Nine Days is ultimately Will’s story, but Oda expertly gives all the characters their own little arcs, and turns their interactions with Will into rich and subtle reveals of their characters. The script never really explains the rules of the before-life. Viewers must intuit or witness them as they become relevant, and it gives Kyo the chance to theorize about an even larger universe around them. Oda also reveals his setting one small piece at a time: Will lives in a run-down ranch house in the middle of a vast empty desert (the film was shot in Utah), a place that doesn’t entirely feel real. There’s more to it, and like everything else in the film, the other possibilities of this place unfold when the timing is right. But in the meantime, Oda takes advantage of the setting to deliver some beautifully barren shots, and to contrast them with the claustrophobia of Will’s house — and his life.

Duke has always been a tremendous talent, but Nine Days is a feast for him, a chance to whisper and roar, to play the rigidly emotionless bureaucrat laying out the rules and the disintegrating trauma victim mourning for everyone he’s sent to their fates among the living. (In a particularly low moment, he snarls at Kyo, “I send flowers, and other people send pigs to eat them!”) It’s a profound and complicated role, and he executes it brilliantly. Beetz is also remarkable — a lesser version of this film would turn her into a perky Pixie Dream Girl, all winsome bounce and kittenish appeal. But Beetz plays Emma almost as a philosopher-child, naïve about everything, but endlessly interested in the world’s possibilities. She’s never cute, and often subtly annoying to Will, but she embodies a kind of quiet joie de vivre that doesn’t need to be oversold.

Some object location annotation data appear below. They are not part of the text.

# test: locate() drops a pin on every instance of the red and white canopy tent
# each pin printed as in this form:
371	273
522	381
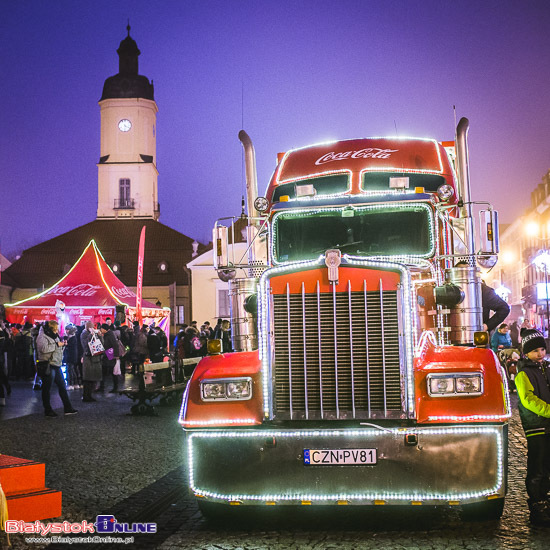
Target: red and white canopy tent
89	291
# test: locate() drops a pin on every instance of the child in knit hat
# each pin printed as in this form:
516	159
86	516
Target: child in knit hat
533	387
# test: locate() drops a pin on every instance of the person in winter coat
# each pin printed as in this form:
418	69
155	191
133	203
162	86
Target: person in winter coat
49	348
501	338
91	364
153	345
140	345
110	341
24	363
533	387
70	358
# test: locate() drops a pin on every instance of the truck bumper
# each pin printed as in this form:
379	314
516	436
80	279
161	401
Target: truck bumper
423	465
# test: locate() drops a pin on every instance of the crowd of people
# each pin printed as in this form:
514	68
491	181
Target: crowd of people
37	353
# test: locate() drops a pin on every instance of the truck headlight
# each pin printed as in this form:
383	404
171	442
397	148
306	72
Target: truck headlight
229	389
449	385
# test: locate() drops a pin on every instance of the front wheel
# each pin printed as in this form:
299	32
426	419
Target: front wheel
483	511
214	510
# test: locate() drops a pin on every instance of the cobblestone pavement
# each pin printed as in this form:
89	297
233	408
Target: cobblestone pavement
108	462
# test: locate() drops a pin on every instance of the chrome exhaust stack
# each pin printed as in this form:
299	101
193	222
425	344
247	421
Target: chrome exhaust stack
460	297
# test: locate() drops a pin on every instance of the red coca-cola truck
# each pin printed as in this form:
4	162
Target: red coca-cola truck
361	373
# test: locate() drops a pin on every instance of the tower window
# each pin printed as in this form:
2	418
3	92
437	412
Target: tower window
163	267
124	193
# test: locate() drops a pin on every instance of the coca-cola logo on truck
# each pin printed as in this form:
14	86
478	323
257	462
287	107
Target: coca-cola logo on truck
83	289
370	152
122	292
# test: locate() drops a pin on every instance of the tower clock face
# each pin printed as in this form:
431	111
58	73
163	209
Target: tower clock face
124	125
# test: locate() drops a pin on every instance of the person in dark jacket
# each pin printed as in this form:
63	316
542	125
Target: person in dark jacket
501	338
109	342
154	346
533	387
491	301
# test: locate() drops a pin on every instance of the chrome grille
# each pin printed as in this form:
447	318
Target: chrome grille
337	355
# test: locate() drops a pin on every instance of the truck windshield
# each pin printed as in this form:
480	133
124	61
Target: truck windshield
365	231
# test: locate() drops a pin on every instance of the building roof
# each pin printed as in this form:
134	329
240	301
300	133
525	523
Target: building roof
42	265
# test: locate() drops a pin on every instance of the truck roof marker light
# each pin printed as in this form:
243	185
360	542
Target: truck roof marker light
375	263
445	192
263	310
493	431
471	417
319	175
307	212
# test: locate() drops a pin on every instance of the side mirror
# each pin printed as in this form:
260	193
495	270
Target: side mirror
488	231
220	240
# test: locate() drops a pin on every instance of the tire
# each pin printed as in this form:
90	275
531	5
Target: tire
140	409
214	510
483	511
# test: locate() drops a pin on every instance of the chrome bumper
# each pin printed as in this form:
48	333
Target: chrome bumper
433	466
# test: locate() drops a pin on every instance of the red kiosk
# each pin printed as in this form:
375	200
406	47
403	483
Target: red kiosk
89	291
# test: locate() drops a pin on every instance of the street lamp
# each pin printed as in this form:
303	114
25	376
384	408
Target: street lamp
542	263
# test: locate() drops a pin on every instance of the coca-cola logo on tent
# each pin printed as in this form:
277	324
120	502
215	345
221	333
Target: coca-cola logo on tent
83	289
370	152
122	292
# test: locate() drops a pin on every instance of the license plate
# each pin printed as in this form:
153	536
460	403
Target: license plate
339	457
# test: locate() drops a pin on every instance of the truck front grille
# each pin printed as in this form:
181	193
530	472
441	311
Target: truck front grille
337	355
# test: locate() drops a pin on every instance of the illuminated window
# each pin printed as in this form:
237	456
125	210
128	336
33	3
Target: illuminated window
223	303
124	192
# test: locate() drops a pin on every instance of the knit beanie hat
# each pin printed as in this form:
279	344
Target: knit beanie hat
532	339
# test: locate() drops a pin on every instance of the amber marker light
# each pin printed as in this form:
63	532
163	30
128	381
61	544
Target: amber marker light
481	339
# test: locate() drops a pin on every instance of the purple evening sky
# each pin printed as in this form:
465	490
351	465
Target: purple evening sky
310	71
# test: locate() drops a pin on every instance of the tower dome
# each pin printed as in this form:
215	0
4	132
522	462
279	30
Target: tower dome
128	83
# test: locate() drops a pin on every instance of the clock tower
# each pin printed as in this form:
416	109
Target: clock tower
127	172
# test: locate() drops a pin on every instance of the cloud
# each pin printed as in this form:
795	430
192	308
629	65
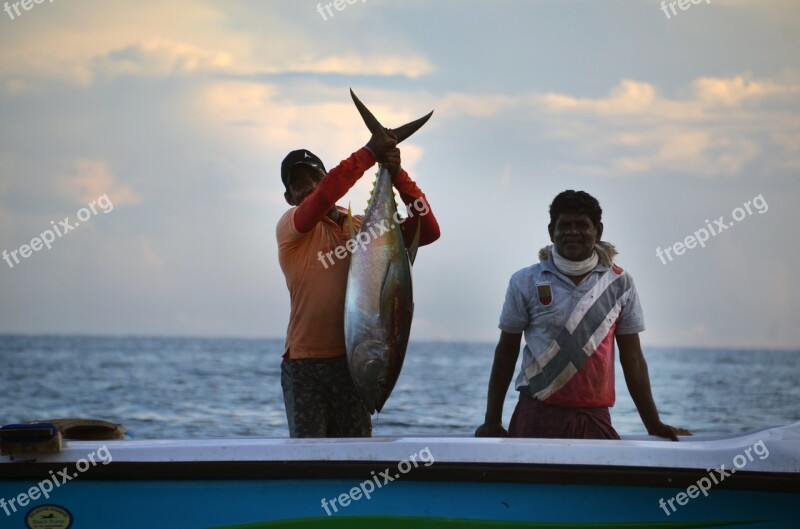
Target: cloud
162	57
738	90
92	179
717	130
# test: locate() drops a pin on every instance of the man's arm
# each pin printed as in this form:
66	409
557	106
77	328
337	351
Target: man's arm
419	208
339	180
637	379
505	360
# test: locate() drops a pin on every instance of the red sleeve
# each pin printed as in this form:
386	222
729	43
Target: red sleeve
333	187
411	194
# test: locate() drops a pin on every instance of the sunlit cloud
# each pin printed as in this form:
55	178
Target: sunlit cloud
92	179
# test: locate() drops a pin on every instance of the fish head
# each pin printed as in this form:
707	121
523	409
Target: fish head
369	368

There are elements of Krzysztof Kieślowski’s The Double Life of Veronique in Nine Days, in the swoony way Will’s favorite charge on Earth lives for music, and in her ultimate fate. There are hints of The Truman Show in the panopticon that lets him monitor their lives, and of Albert Brooks’ Defending Your Life in the conceit and execution, as Will puts his candidates through a metaphysical trial to see what they’re made of. And there are echoes of After Life running throughout the film, in everything from the fascination with VHS tapes to the candidates who rebel against the system. But Nine Days is still uniquely its own movie, telling a strange and wonderful story in a way that suggests profound attention to each detail of each character, to the setting, and to the way people experience actual life — both in the intense, important moments, and in the mundane ones.

What does that get us? An absolute masterpiece. Nine Days’ unconventional setting and premise are a minor thrill all on their own, but the actual execution of the story is moving and confident. Oda takes his time with everything, but subtly builds up his characters in layers until they feel real. He does the same with this strange world, which leaves many questions unanswered, but never makes it feel like the answers are necessary to understand the story. The whole film is a gentle poem about the importance of life, rather than a shout — until it does head for shouting, in a rousing end that dodges the most obvious clichés on the board. It’s the kind of movie that makes a director’s name.

The most meme-able moment: This really isn’t a movie for memeing, but there’s an exceptionally lovely desert shot of Duke and Beetz moving toward each other in silhouette, shot at extreme range so they’re tiny figures in a vast wasteland. Instagram types could probably slap some entertaining labels on that.

When can we see it? Nine Days debuts in theaters on July 30.